Geoffrey Nice, the lead prosecutor of Mr. Milosevic, said he believed that trying Mr. Mladic could be achieved relatively quickly. Trying a military commander would be less complex than trying a political leader whose criminal responsibility may require proof that he “knew or had reason to know” of crimes a great distance away.
Mr. Nice was among a number of experts who in recent days have called to confine the Mr. Mladic case initially to Srebrenica and to postpone other charges.
“Srebrenica is such a grave offense, that, if proved, just that would clearly be sufficient to obtain a sentence,” he said. Limiting the trial to that, for a start, “would probably be wise, especially in view of Mladic’s age and health,” he said.
A decision by the judges to try the two men at the same time can be fought by Mr. Mladic or Mr. Karadzic themselves, who may not find it in their interest. “Probably a strong defense argument for either one would be that the other bears greater responsibility,” said Eric Gordy, an expert in international law.
Peter Robertson, the legal adviser to Mr. Karadzic, who acts as his own lawyer, said there were “pros and cons to a joint trial.”
“Dr. Karadzic has not yet decided,” he said. “He thought it would be best to discuss this with Mladic.”

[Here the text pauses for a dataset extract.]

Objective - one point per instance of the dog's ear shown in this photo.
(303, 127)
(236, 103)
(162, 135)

At the tribunal, there appears little doubt that the transfer of Mr. Mladic, despite Serbian opinion polls broadly opposing such a move, was the result of a cost-benefit analysis by President Boris Tadic’s government in Serbia. Little was said in Serbia about the victims of the crimes Mr. Mladic is accused of orchestrating, or about the notion of justice. Rather, a great deal of emphasis was placed on the need for the arrest as opening the road to membership of the European Union. Politicians openly demanded rewards, namely the aid that would flow to Serbia even in early stages of the talks.